Manager und Gesellschaft.

Reichen wirtschaftliche Maßstäbe wie das BIP oder der Gewinn noch, um zu steuern? Angesichts sozialer Entkopplungen und des daraus resultierenden politischen Populismus bezweifeln dies einige Wirtschaftsleader. Sie erwägen neue Ansätze.

Ein Zirkel internationaler Topmanager beschäftigt sich mit dem wachsenden Problem der gesellschaftlichen Desintegration: Immer mehr Menschen fühlen sich von der Politik alleingelassen, ausgeschlossen von den ökonomischen Entwicklungen. Der Populismus gewinnt an Gewicht, wie das Beispiel der USA zeigt. Auf dem diesjährigen Weltwirtschaftsforum in Davos tauschten sich die Mitglieder aus.

Eine treibende Kraft ist Inga Beale, seit 2014 CEO von Lloyd’s of London, dem ältesten Versicherer der Welt.
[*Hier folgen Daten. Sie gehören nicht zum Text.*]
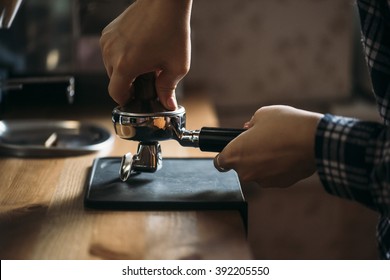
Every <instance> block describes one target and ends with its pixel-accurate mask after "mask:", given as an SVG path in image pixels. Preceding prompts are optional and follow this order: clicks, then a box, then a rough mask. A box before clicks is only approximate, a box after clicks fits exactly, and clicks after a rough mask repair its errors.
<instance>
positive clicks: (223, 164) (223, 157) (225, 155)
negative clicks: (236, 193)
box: [214, 149, 234, 172]
mask: <svg viewBox="0 0 390 280" xmlns="http://www.w3.org/2000/svg"><path fill="white" fill-rule="evenodd" d="M214 166H215V168H216V169H217V170H218V171H220V172H226V171H229V170H230V169H234V166H233V164H231V163H229V162H228V160H227V156H226V151H225V149H224V150H223V151H222V152H221V153H219V154H218V155H217V156H216V157H215V158H214Z"/></svg>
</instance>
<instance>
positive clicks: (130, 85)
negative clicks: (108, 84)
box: [108, 71, 133, 106]
mask: <svg viewBox="0 0 390 280" xmlns="http://www.w3.org/2000/svg"><path fill="white" fill-rule="evenodd" d="M132 81H133V79H132V78H131V77H128V76H123V75H118V74H117V73H116V72H115V71H114V72H113V73H112V75H111V79H110V83H109V85H108V92H109V94H110V96H111V97H112V99H114V101H115V102H116V103H118V104H119V105H121V106H123V105H125V104H126V103H127V102H128V101H129V99H130V96H131V93H130V86H131V82H132Z"/></svg>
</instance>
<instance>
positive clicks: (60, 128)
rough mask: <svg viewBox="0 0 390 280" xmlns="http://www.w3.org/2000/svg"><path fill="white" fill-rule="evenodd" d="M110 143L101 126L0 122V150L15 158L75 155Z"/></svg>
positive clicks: (104, 128) (89, 124)
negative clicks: (15, 157)
mask: <svg viewBox="0 0 390 280" xmlns="http://www.w3.org/2000/svg"><path fill="white" fill-rule="evenodd" d="M112 142H113V136H112V135H111V133H110V132H109V131H108V130H106V129H105V128H103V127H101V126H98V125H94V124H86V123H81V122H78V121H46V120H12V121H0V153H1V154H6V155H11V156H18V157H56V156H75V155H80V154H86V153H91V152H96V151H100V150H102V149H105V148H107V147H108V146H110V145H111V144H112Z"/></svg>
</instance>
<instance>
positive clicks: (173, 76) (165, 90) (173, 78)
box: [156, 71, 182, 110]
mask: <svg viewBox="0 0 390 280" xmlns="http://www.w3.org/2000/svg"><path fill="white" fill-rule="evenodd" d="M181 78H182V77H180V76H177V75H174V74H172V73H169V72H167V71H161V72H160V73H159V75H158V76H157V77H156V91H157V95H158V98H159V99H160V102H161V103H162V105H163V106H164V107H165V108H167V109H169V110H176V109H177V100H176V94H175V90H176V86H177V84H178V82H179V81H180V80H181Z"/></svg>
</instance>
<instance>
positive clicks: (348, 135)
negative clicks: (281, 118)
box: [315, 0, 390, 259]
mask: <svg viewBox="0 0 390 280" xmlns="http://www.w3.org/2000/svg"><path fill="white" fill-rule="evenodd" d="M357 5H358V8H359V14H360V21H361V28H362V42H363V47H364V51H365V54H366V60H367V64H368V67H369V73H370V77H371V82H372V86H373V91H374V94H375V97H376V101H377V104H378V108H379V114H380V116H381V117H382V119H383V123H376V122H369V121H361V120H357V119H352V118H345V117H339V116H334V115H330V114H326V115H325V116H324V117H323V118H322V119H321V121H320V123H319V125H318V129H317V134H316V145H315V146H316V147H315V149H316V151H315V152H316V161H317V170H318V174H319V176H320V179H321V181H322V183H323V185H324V187H325V189H326V191H328V192H329V193H331V194H333V195H337V196H339V197H343V198H347V199H351V200H354V201H357V202H359V203H361V204H363V205H365V206H367V207H369V208H371V209H373V210H374V211H376V212H378V213H379V215H380V219H379V222H378V226H377V240H378V248H379V258H381V259H390V126H389V125H390V104H389V102H390V87H389V86H390V0H358V1H357Z"/></svg>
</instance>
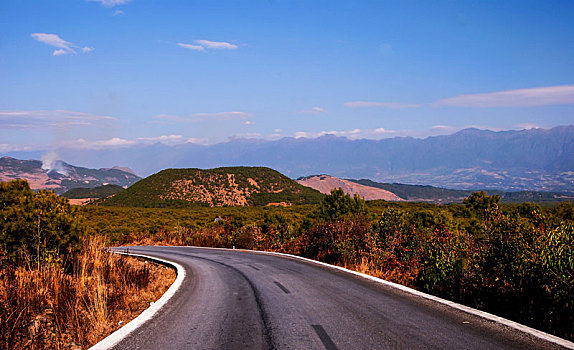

Im Interview mit CNBC lenkte sie den Blick auf die 2016 gescheiterte Anti-Brexit-Kampagne. «Als Business-Leader argumentierten wir mit dem BIP. Wir beachteten nicht, dass die meisten Menschen überhaupt nicht wissen, was das ist – und es interessiert sie auch nicht. Sie haben ein klares Gefühl dafür, dass sie nicht in der Gesellschaft integriert sind.»

Weil Lloyd’s als Versicherer, so Beale, den Blick stärker als andere Unternehmen über den Tellerrand hinaus richte, beobachten die Konzernanalysten, dass sich in den westlichen Industrieländern immer mehr Menschen ausgegrenzt fühlen und das Establishment nach dem Motto herausfordern: «Ihr hört mich nicht; Ihr respektiert mich nicht; ich bin nicht integriert.» Wenn diese Menschen Aussagen über das BIP hörten, fühlten sie sich ausgeschlossen. «Es gibt ein Misstrauen gegenüber Regierungen und gewissen Medien, das sich nun sogar auf Social Media ausdehnt», so Beale, «die Menschen wissen nicht mehr, wem sie noch trauen können.»

Angesichts des riesigen Ausmaßes an Misstrauen gegen den Status quo, besonders gegen das Big Business, sollten die ökonomischen Leader der Welt zusätzliche  Maßstäbe für wirtschaftlichen Erfolg entwickeln. Lloyd’s-Chefin Beale ist sich sicher: «Wir müssen andere Mechanismen finden, um größere Teile der Bevölkerung zu integrieren – und andere Metriken nutzen, um den ökonomischen Erfolg eines Landes zu messen.